The images emerge as Ethiopia, Egypt and Sudan say the latest talks on the contentious project ended Monday with no agreement. Ethiopia has said it would begin filling the reservoir of the $4.6 billion Grand Ethiopian Renaissance Dam this month even without a deal, which would further escalate tensions.

But the swelling reservoir, captured in imagery on July 9 by the European Space Agency’s Sentinel-1 satellite, is likely a “natural backing-up of water behind the dam” during this rainy season, International Crisis Group analyst William Davison told The Associated Press on Tuesday.

“So far, to my understanding, there has been no official announcement from Ethiopia that all of the pieces of construction that are needed to be completed to close off all of the outlets and to begin impoundment of water into the reservoir” have occurred, Davison said.

-1x-1.jpg


Satellite images from June 26, top, and July 12, show the Grand Ethiopian Renaissance Dam on the Blue Nile river.

Source: Maxar Technologies via AP Images

But Ethiopia is on schedule for impoundment to begin in mid-July, he added, when the rainy season floods the Blue Nile.

Ethiopian officials did not comment on the images.

The latest setback in the three-country talks shrinks hopes that an agreement will be reached before Ethiopia begins filling the reservoir.

Ethiopia says the colossal dam offers a critical opportunity to pull millions of its nearly 110 million citizens out of poverty and become a major power exporter. Downstream Egypt, which depends on the Nile to supply its farmers and booming population of 100 million with fresh water, asserts that the dam poses an existential threat.

Experts fear that filling the dam without a deal could push the countries to the brink of military conflict.

But Kevin Wheeler, a researcher at the Environmental Change Institute, University of Oxford, told The Associated Press that fears of any immediate water shortage “are not justified at this stage at all. If there were a drought over the next several years, that certainly could become a risk."
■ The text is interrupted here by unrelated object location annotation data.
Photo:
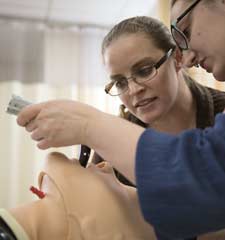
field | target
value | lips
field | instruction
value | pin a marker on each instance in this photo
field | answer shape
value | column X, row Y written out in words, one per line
column 204, row 65
column 144, row 102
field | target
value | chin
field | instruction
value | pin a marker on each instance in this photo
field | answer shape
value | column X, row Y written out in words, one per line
column 219, row 74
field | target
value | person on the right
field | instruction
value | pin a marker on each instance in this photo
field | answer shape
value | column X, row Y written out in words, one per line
column 194, row 161
column 180, row 179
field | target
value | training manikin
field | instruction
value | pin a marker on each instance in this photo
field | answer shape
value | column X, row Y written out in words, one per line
column 79, row 204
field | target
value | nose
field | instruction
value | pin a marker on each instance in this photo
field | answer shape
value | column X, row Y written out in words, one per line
column 189, row 58
column 134, row 88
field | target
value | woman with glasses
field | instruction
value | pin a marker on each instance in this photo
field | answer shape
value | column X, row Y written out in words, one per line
column 145, row 73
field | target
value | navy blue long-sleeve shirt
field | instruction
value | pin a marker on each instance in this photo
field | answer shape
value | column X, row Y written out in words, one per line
column 181, row 180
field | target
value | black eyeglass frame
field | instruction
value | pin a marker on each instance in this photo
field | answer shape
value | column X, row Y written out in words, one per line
column 156, row 66
column 173, row 26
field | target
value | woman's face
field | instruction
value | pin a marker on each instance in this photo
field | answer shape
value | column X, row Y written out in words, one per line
column 204, row 26
column 150, row 100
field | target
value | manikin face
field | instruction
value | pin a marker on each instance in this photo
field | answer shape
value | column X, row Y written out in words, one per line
column 150, row 100
column 96, row 203
column 204, row 27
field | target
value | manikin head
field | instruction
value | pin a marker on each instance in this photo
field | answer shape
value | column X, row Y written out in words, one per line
column 82, row 203
column 204, row 29
column 131, row 50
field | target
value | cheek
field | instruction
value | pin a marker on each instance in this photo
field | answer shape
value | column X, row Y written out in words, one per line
column 127, row 101
column 166, row 88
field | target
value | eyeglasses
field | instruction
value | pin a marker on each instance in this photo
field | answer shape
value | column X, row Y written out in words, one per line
column 179, row 37
column 144, row 74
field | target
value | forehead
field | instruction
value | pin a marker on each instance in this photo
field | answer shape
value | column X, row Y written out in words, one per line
column 178, row 8
column 129, row 49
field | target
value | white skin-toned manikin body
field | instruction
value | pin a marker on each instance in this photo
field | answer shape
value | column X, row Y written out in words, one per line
column 82, row 204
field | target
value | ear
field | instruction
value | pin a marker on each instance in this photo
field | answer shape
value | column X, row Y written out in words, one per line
column 178, row 55
column 105, row 167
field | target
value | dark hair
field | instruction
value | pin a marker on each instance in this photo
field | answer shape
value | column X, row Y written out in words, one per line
column 151, row 27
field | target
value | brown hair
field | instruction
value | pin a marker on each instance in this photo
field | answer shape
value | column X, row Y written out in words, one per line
column 172, row 2
column 151, row 27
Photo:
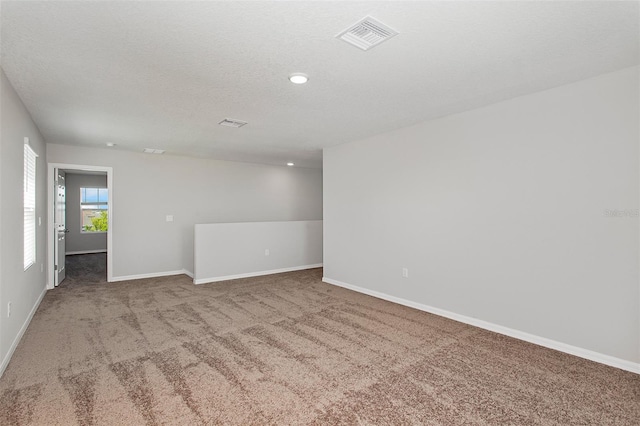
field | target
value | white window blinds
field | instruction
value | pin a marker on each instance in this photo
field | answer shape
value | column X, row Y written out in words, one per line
column 29, row 206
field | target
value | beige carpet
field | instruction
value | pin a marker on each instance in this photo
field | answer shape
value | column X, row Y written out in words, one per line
column 287, row 349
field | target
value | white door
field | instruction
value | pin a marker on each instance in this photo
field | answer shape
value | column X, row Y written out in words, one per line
column 60, row 227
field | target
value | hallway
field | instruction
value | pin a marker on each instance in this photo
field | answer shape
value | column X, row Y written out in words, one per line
column 85, row 269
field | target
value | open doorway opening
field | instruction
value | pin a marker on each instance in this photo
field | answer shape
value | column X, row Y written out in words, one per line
column 80, row 225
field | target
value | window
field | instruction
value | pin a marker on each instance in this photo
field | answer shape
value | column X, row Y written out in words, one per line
column 94, row 203
column 29, row 201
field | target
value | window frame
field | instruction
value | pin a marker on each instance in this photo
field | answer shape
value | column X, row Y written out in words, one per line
column 97, row 203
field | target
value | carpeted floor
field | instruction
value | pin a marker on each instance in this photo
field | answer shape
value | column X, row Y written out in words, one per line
column 286, row 349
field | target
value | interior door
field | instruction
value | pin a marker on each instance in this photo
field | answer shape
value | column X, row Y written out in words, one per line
column 60, row 227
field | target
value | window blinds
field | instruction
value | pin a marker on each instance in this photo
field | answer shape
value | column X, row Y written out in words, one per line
column 29, row 206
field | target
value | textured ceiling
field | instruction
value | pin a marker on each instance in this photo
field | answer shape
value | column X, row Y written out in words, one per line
column 163, row 74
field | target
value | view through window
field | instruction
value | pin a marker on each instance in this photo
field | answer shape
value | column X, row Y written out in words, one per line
column 94, row 203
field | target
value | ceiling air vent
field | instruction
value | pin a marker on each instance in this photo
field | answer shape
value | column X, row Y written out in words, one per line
column 230, row 122
column 367, row 33
column 153, row 151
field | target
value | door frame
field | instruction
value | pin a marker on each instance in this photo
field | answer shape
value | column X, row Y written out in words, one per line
column 51, row 185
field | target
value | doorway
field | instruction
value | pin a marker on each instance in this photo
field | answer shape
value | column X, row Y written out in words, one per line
column 80, row 217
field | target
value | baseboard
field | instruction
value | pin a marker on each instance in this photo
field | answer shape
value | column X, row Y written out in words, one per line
column 255, row 274
column 67, row 253
column 531, row 338
column 14, row 345
column 151, row 275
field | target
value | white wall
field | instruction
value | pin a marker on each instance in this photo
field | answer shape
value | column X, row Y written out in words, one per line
column 24, row 289
column 226, row 251
column 148, row 187
column 76, row 240
column 500, row 214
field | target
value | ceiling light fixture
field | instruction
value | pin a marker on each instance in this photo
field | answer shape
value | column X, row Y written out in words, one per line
column 298, row 78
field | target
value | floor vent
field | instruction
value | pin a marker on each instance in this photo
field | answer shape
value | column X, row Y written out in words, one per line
column 367, row 33
column 229, row 122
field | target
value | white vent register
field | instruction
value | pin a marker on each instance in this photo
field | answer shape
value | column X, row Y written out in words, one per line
column 367, row 33
column 230, row 122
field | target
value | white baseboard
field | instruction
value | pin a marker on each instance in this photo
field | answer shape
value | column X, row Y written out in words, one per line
column 255, row 274
column 150, row 275
column 67, row 253
column 531, row 338
column 14, row 345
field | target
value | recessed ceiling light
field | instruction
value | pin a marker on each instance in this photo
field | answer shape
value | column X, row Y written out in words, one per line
column 298, row 78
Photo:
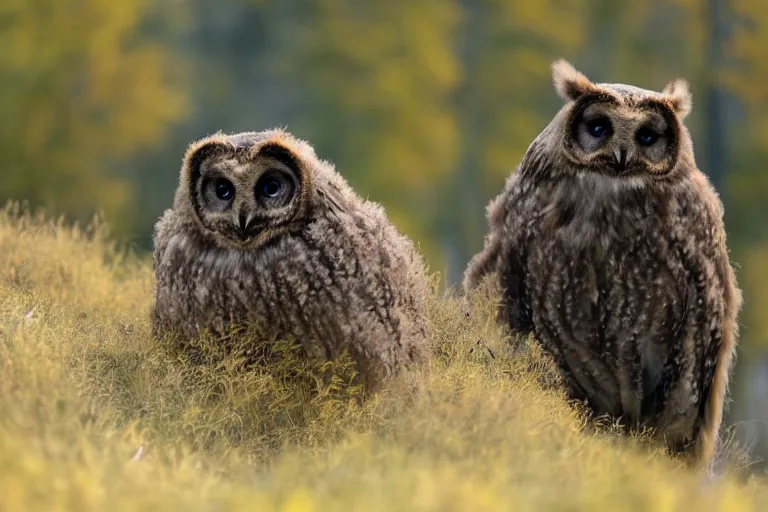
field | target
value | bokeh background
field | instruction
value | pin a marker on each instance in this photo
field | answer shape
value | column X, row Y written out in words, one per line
column 424, row 105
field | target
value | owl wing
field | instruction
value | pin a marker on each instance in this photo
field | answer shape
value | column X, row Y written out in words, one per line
column 698, row 379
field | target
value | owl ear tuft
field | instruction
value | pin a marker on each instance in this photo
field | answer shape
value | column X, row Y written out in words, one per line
column 570, row 83
column 199, row 150
column 679, row 95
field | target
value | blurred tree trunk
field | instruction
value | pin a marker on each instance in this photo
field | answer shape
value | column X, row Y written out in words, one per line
column 715, row 144
column 466, row 215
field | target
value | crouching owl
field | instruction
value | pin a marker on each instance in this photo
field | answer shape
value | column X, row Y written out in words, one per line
column 608, row 244
column 262, row 231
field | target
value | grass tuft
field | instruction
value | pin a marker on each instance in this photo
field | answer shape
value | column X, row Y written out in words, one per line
column 95, row 414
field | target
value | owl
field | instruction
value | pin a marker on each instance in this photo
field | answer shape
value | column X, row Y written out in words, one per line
column 608, row 244
column 263, row 232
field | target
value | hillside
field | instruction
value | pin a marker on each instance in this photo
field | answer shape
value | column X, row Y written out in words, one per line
column 95, row 415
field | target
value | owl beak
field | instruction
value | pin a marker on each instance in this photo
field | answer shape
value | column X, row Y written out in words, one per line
column 623, row 158
column 245, row 226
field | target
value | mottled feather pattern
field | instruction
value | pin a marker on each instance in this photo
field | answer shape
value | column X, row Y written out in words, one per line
column 624, row 279
column 343, row 278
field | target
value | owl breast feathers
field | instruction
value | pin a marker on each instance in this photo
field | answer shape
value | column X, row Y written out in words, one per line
column 263, row 232
column 608, row 243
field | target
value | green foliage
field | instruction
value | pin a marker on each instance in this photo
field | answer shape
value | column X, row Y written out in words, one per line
column 81, row 88
column 94, row 414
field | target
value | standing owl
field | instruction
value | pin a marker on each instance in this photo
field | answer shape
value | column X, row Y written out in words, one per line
column 608, row 244
column 263, row 232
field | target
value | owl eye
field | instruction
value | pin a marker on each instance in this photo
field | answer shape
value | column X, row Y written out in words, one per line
column 599, row 127
column 646, row 136
column 274, row 188
column 224, row 189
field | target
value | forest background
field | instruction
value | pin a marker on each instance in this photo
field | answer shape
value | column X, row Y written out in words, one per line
column 425, row 106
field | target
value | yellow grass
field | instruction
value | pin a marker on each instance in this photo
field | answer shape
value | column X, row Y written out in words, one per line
column 95, row 415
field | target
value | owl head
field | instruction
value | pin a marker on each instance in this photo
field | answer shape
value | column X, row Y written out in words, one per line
column 245, row 189
column 622, row 130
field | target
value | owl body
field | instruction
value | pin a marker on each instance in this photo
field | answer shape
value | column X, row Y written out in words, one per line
column 329, row 271
column 613, row 253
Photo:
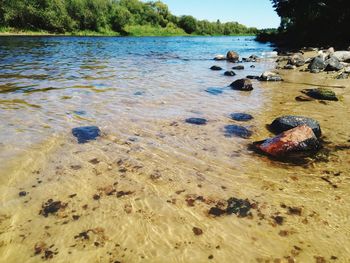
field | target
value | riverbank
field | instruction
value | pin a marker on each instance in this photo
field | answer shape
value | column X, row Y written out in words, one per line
column 148, row 188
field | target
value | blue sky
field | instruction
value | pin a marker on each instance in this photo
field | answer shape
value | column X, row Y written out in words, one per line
column 257, row 13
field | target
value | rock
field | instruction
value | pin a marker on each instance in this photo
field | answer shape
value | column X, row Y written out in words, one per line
column 317, row 64
column 333, row 64
column 87, row 133
column 343, row 56
column 303, row 98
column 232, row 56
column 252, row 77
column 241, row 117
column 343, row 76
column 216, row 68
column 230, row 73
column 288, row 122
column 297, row 60
column 270, row 76
column 239, row 67
column 321, row 94
column 239, row 207
column 242, row 84
column 237, row 131
column 214, row 91
column 196, row 121
column 298, row 139
column 220, row 57
column 289, row 66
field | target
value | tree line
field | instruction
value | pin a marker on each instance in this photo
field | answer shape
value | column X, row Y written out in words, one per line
column 62, row 16
column 312, row 22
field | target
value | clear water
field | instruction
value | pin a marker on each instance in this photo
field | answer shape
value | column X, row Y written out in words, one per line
column 139, row 91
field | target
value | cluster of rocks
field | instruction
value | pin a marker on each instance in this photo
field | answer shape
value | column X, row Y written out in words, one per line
column 326, row 60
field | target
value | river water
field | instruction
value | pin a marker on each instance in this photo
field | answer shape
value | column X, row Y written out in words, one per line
column 142, row 191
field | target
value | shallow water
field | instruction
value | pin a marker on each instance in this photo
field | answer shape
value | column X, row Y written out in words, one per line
column 135, row 194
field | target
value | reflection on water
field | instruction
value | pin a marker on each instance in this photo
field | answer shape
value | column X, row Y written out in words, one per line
column 143, row 190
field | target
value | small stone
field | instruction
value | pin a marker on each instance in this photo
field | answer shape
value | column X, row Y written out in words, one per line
column 86, row 134
column 241, row 117
column 237, row 131
column 230, row 73
column 242, row 84
column 239, row 67
column 321, row 94
column 196, row 121
column 197, row 231
column 216, row 68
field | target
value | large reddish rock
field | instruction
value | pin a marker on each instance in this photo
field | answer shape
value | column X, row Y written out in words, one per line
column 299, row 139
column 232, row 56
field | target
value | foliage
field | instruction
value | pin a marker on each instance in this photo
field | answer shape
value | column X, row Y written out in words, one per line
column 105, row 16
column 314, row 21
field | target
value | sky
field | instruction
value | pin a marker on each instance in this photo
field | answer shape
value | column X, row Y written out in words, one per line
column 254, row 13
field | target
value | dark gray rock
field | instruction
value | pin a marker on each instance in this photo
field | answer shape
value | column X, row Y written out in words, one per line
column 239, row 67
column 317, row 64
column 241, row 117
column 216, row 68
column 214, row 91
column 296, row 60
column 196, row 121
column 86, row 134
column 242, row 84
column 230, row 73
column 288, row 122
column 321, row 94
column 232, row 56
column 270, row 76
column 333, row 64
column 237, row 131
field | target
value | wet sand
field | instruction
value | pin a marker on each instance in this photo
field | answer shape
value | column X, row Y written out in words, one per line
column 142, row 192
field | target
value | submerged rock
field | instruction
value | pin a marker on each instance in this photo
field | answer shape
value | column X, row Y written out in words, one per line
column 296, row 60
column 196, row 121
column 220, row 57
column 242, row 84
column 241, row 117
column 270, row 76
column 214, row 91
column 343, row 56
column 317, row 64
column 232, row 56
column 333, row 64
column 216, row 68
column 87, row 133
column 321, row 94
column 288, row 122
column 239, row 67
column 230, row 73
column 237, row 131
column 298, row 139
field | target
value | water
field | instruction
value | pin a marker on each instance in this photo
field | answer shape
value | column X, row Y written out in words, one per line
column 135, row 194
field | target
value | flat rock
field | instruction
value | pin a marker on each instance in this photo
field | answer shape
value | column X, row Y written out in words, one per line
column 216, row 68
column 230, row 73
column 237, row 131
column 86, row 134
column 196, row 121
column 321, row 94
column 288, row 122
column 232, row 56
column 214, row 91
column 242, row 84
column 298, row 139
column 270, row 76
column 241, row 117
column 239, row 67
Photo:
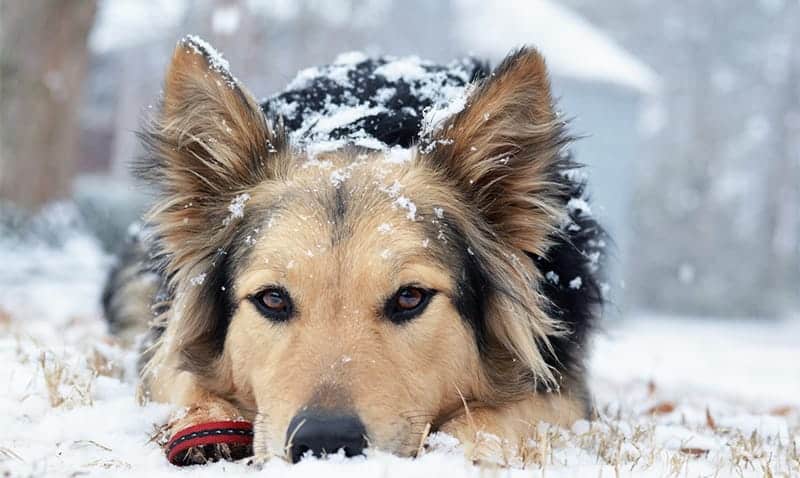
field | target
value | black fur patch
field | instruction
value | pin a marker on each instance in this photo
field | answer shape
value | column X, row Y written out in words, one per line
column 404, row 100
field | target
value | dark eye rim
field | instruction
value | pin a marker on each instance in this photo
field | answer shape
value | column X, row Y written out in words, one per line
column 400, row 316
column 272, row 314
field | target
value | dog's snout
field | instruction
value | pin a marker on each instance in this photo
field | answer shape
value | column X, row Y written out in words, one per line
column 324, row 433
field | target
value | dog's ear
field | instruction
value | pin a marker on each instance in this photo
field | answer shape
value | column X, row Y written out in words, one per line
column 502, row 150
column 207, row 145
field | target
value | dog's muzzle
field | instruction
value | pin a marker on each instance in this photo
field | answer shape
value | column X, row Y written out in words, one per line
column 323, row 432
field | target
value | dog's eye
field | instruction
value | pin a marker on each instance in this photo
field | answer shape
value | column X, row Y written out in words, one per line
column 274, row 303
column 407, row 303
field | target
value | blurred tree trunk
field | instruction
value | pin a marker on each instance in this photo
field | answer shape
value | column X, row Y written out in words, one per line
column 43, row 58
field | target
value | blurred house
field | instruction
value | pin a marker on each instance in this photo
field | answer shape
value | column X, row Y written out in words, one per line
column 600, row 87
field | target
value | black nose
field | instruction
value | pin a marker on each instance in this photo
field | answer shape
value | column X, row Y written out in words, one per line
column 324, row 433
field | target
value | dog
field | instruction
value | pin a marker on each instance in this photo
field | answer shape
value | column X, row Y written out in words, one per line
column 385, row 249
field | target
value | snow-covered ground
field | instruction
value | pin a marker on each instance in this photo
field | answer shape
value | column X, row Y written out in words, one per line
column 687, row 397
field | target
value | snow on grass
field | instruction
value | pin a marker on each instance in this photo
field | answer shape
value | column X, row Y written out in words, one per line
column 682, row 397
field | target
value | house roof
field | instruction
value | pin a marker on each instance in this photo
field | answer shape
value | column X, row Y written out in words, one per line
column 571, row 45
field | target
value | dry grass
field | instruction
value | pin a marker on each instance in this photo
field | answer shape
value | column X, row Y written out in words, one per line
column 65, row 387
column 629, row 444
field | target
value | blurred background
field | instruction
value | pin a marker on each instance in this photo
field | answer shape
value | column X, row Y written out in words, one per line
column 689, row 114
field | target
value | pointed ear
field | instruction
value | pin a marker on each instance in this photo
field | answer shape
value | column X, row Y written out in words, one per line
column 207, row 145
column 503, row 150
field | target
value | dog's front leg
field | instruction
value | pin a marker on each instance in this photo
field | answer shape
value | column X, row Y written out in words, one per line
column 209, row 429
column 495, row 434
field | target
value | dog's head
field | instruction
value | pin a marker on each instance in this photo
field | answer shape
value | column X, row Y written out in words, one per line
column 354, row 296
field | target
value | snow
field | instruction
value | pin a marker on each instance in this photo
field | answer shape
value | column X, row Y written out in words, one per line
column 127, row 23
column 572, row 47
column 684, row 396
column 236, row 208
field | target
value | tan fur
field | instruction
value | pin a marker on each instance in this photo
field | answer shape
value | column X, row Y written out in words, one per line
column 487, row 169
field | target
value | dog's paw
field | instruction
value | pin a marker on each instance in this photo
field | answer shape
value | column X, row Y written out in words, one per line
column 210, row 442
column 207, row 433
column 202, row 454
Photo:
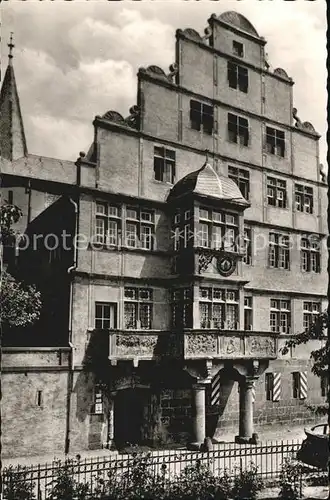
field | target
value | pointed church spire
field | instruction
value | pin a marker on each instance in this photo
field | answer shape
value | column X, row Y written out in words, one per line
column 12, row 136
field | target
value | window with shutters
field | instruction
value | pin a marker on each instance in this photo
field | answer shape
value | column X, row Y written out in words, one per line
column 311, row 311
column 276, row 192
column 248, row 314
column 238, row 129
column 304, row 198
column 108, row 224
column 295, row 385
column 280, row 316
column 217, row 230
column 164, row 164
column 182, row 308
column 299, row 385
column 218, row 308
column 241, row 177
column 40, row 399
column 275, row 141
column 278, row 251
column 104, row 319
column 238, row 77
column 201, row 117
column 310, row 255
column 137, row 308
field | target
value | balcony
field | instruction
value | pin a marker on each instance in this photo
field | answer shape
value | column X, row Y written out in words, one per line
column 149, row 345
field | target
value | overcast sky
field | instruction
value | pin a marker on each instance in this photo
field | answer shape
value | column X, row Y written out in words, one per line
column 75, row 60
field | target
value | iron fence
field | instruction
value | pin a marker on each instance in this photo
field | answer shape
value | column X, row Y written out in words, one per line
column 232, row 457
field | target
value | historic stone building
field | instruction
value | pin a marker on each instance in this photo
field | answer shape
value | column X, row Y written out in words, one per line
column 201, row 220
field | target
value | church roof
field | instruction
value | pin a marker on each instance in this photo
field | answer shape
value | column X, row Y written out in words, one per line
column 239, row 21
column 12, row 135
column 206, row 182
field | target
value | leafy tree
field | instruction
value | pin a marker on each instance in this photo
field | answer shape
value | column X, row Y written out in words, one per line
column 320, row 356
column 20, row 304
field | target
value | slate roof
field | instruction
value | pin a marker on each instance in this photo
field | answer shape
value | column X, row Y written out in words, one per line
column 206, row 182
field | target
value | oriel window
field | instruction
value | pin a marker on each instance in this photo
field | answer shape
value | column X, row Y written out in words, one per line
column 238, row 77
column 275, row 141
column 164, row 164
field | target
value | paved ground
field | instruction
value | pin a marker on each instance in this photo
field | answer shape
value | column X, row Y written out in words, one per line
column 274, row 434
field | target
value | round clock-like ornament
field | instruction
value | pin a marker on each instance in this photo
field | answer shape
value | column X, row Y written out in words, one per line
column 226, row 266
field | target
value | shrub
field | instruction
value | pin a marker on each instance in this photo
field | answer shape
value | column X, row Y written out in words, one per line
column 247, row 484
column 290, row 480
column 17, row 485
column 65, row 487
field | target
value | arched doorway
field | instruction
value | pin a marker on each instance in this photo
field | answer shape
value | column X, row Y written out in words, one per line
column 130, row 408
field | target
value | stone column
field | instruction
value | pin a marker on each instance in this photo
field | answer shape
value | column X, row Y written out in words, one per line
column 198, row 415
column 245, row 411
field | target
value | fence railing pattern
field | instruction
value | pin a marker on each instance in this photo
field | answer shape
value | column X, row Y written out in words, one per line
column 268, row 457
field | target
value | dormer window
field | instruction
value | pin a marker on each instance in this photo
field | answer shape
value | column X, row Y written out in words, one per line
column 164, row 164
column 238, row 49
column 238, row 77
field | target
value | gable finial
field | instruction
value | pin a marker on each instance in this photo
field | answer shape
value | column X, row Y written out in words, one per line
column 11, row 46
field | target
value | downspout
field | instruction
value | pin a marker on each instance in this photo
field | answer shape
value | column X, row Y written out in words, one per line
column 71, row 360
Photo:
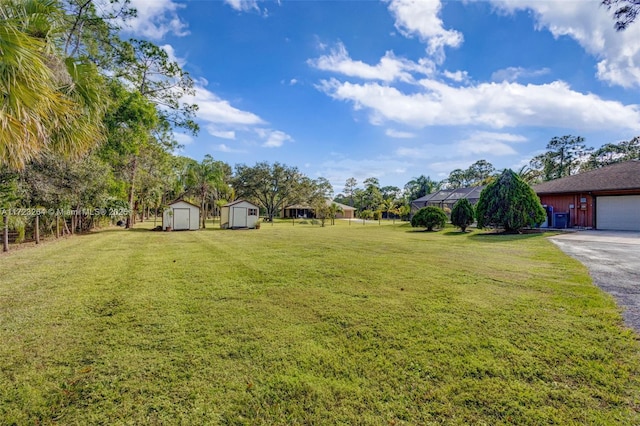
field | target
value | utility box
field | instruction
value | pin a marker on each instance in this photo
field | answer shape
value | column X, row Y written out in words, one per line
column 561, row 220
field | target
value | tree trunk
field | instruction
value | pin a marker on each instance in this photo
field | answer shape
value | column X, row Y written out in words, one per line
column 5, row 233
column 203, row 211
column 36, row 230
column 134, row 166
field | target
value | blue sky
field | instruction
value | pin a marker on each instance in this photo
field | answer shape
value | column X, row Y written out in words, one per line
column 396, row 89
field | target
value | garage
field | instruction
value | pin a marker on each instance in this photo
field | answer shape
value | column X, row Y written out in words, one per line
column 618, row 213
column 606, row 198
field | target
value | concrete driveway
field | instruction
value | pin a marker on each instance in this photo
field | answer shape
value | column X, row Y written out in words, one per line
column 613, row 259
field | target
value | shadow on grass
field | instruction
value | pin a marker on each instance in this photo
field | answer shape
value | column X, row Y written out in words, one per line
column 496, row 237
column 457, row 233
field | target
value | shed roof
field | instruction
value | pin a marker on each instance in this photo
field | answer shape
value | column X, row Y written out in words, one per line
column 618, row 176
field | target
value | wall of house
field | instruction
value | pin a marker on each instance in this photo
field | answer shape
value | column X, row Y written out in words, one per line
column 580, row 207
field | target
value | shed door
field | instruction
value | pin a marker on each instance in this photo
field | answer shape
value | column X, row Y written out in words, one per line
column 180, row 219
column 620, row 213
column 239, row 217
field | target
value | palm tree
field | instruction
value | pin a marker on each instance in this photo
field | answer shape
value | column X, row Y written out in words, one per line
column 50, row 104
column 334, row 209
column 202, row 178
column 388, row 206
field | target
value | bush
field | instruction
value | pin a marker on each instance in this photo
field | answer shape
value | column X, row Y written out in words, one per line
column 366, row 214
column 462, row 214
column 509, row 203
column 429, row 217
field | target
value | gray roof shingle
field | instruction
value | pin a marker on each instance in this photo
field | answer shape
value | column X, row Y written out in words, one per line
column 618, row 176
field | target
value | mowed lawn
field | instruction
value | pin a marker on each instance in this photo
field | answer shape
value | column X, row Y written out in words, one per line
column 346, row 324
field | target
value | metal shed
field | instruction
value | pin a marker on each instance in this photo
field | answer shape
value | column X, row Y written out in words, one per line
column 181, row 216
column 239, row 214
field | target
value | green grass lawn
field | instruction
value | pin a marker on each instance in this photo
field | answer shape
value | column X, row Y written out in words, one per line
column 347, row 324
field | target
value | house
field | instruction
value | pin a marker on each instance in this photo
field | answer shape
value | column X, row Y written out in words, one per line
column 306, row 211
column 446, row 198
column 239, row 214
column 181, row 216
column 607, row 198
He said the escalating rhetoric is more due to changing “power dynamics” in the region.

Years of talks with a variety of mediators, including the Trump administration, have failed to produce a solution. Last week’s round, mediated by the African Union and observed by U.S. and European officials, proved no different.

“Although there were progresses, no breakthrough deal is made,” Seleshi Bekele, Ethiopia’s minister of water, irrigation and energy, tweeted overnight.

Egyptian Foreign Minister Sameh Shukry in an interview with Egypt’s DMC TV channel warned Monday that Egypt may be compelled to appeal again to the U.N. Security Council to intervene in the dispute. Ethiopia rejects that, preferring regional bodies like the African Union to mediate.

Meanwhile the countries agreed they would send their reports to the AU and reconvene in a week to determine next steps.

Between Egypt and Ethiopia lies Sudan, which stands to benefit from the dam through access to cheap electricity and reduced flooding. But it has also raised fears over the dam’s operation, which could endanger its own smaller dams depending on the amount of water discharged daily downstream.

Sudanese Irrigation Minister Yasser Abbas on Monday said the parties were “keen to find a solution” but technical and legal disagreements persist over its filling and operation.

Most important, he said, are the questions about how much water Ethiopia will release downstream if a multi-year drought occurs and how the countries will resolve any future disputes.

Hisham Kahin, a member of Sudan’s legal committee in the dam negotiations, said 70% to 80% of negotiations turned on the question of whether an agreement would be legally binding.

___

Associated Press writers in Cairo contributed.